I hope to make the 2021 season one to remember, for different reasons than 2020! I really want to make every race day count.
With 2021 marking his ninth year with Team Novo Nordisk, 28-year-old Stephen Clancy will continue to form an integral part of the team. Clancy has already amassed a list of accolades including Cycling Ireland’s ‘Domestic Rider of the Year’ and enjoyed consistent performances at both Tours of China I & II towards the end of the 2019 season and despite a disrupted 2020 is looking ahead to a productive 2021.

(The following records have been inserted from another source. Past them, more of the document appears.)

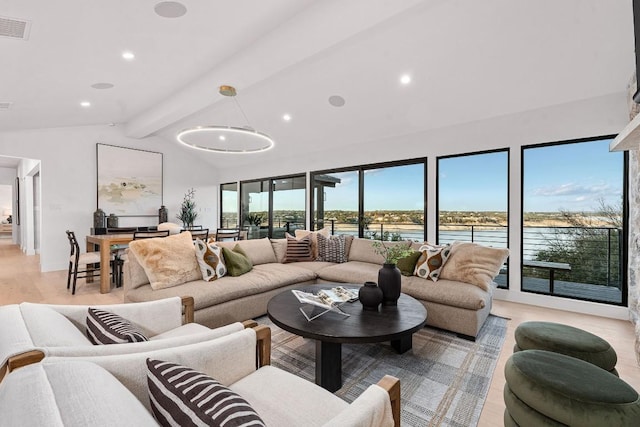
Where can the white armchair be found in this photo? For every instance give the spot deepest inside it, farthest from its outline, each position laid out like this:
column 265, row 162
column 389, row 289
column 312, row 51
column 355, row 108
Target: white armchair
column 30, row 332
column 280, row 398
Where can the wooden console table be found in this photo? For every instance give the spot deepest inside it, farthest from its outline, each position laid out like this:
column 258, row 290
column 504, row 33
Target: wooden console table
column 103, row 243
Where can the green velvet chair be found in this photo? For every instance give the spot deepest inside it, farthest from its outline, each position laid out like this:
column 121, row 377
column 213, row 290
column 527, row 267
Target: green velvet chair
column 551, row 389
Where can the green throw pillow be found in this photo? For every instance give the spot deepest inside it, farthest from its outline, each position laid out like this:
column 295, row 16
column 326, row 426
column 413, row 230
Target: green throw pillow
column 407, row 264
column 237, row 261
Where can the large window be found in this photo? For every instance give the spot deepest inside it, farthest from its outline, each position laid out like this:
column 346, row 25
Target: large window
column 382, row 201
column 574, row 226
column 229, row 205
column 270, row 207
column 473, row 200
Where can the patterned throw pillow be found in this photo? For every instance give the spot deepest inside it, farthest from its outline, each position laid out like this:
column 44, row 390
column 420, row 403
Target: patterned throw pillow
column 298, row 249
column 331, row 249
column 210, row 260
column 104, row 327
column 180, row 396
column 431, row 261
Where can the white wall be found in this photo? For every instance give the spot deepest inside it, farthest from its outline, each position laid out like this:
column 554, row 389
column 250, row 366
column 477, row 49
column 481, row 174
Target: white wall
column 68, row 178
column 594, row 117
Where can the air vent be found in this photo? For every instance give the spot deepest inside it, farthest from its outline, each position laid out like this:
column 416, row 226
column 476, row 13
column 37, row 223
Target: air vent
column 14, row 28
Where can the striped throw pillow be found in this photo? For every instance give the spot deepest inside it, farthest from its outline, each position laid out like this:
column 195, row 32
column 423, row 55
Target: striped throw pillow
column 180, row 396
column 332, row 248
column 298, row 249
column 104, row 327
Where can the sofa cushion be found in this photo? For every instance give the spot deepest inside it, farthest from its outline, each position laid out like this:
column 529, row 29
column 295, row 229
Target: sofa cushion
column 183, row 396
column 331, row 249
column 350, row 272
column 236, row 261
column 104, row 327
column 362, row 250
column 259, row 251
column 446, row 292
column 279, row 249
column 267, row 389
column 169, row 261
column 475, row 264
column 210, row 260
column 298, row 249
column 314, row 238
column 78, row 393
column 432, row 260
column 262, row 278
column 41, row 320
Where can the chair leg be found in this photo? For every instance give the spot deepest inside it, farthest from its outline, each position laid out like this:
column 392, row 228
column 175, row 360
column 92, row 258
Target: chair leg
column 69, row 275
column 75, row 278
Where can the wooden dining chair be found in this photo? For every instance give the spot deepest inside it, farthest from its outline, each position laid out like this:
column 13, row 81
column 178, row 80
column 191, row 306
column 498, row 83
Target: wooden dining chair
column 81, row 265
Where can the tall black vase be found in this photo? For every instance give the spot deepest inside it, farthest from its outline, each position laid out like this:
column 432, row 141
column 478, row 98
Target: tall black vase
column 389, row 280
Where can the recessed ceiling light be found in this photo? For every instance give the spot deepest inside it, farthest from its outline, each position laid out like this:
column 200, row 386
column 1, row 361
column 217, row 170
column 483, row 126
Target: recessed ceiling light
column 102, row 85
column 170, row 9
column 336, row 100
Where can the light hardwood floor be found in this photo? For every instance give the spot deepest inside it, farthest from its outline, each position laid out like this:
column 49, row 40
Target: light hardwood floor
column 20, row 280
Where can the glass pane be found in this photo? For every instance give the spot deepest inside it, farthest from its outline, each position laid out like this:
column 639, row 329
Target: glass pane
column 394, row 203
column 572, row 221
column 336, row 202
column 473, row 201
column 255, row 208
column 289, row 200
column 229, row 205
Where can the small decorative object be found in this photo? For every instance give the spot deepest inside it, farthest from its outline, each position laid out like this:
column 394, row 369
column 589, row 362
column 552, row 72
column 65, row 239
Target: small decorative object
column 389, row 277
column 370, row 296
column 98, row 218
column 188, row 212
column 112, row 221
column 390, row 282
column 163, row 214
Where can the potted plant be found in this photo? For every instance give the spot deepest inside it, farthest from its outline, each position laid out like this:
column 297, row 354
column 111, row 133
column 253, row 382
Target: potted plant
column 188, row 212
column 389, row 277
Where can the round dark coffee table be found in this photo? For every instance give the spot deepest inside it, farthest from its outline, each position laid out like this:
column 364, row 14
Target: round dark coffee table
column 391, row 323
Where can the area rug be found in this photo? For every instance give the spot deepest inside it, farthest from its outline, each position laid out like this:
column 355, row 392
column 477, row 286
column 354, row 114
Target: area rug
column 444, row 379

In 2017, he earned the America First Credit Union’s fan favorite jersey on the opening stage of the Larry H. Miller Tour of Utah. The general public voted on the jersey, which was based on the rider with the best ideals and professionalism in cycling, community, or a charity. His career-best finish at a UCI 2.1 race happened in 2015 when he sprinted to fourth place on Stage 3 of the Tour of China I.
After an athletic childhood, Clancy focused exclusively on cycling at age 16. He won his first race — a time trial — and continued to enter and earn results at bigger races. Following a breakout U23* season, he signed with Ireland’s top domestic squad, Dan Morrissey-Speedyspokes. While at a team training camp, routine blood tests indicated abnormal blood sugar levels. After a follow-up test, Clancy was diagnosed with type 1 diabetes. In the hospital, a diabetes consultant told him extreme levels of exercise could complicate his diabetes management and make it more difficult to control the condition.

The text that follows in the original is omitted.